How many trades can a day trader make in a day?
Depending on the strategy adopted, many day traders make an average of tens to hundreds of trades per day. With the advent of algorithms and high-frequency trading (HFT) systems, some day traders can conduct tens of thousands of personal transactions in one day (with the help of computers). However, to be marked as a model trader by your broker, the regulator requires you to trade for only four days within five working days.
What is the success rate of intraday traders?
The success rate of intraday trading (that is, making money) is actually very low. According to sources, only about 5% to 20% of day traders continue to make money-which means that up to 95% of day trades fail and lose money.
What are the financial risks of intraday trading?
The most obvious risk of intraday trading is loss-sometimes loss. Since few day traders continue to make profits over time, your time and money are best spent on more productive activities.

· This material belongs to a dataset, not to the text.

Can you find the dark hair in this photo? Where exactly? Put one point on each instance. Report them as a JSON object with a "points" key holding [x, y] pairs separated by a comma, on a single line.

If you are serious about trading to make money, day trading is not a hobby or occasional activity. Although there is no guarantee that you will make money or be able to predict the average rate of return for any period of time, you can master some strategies to help you lock in gains while minimizing losses.
Becoming a successful day trader requires discipline, capital, patience, training and risk management. If you are interested, check out the best stock brokers for day trading, because the first step is to choose a broker that suits your needs.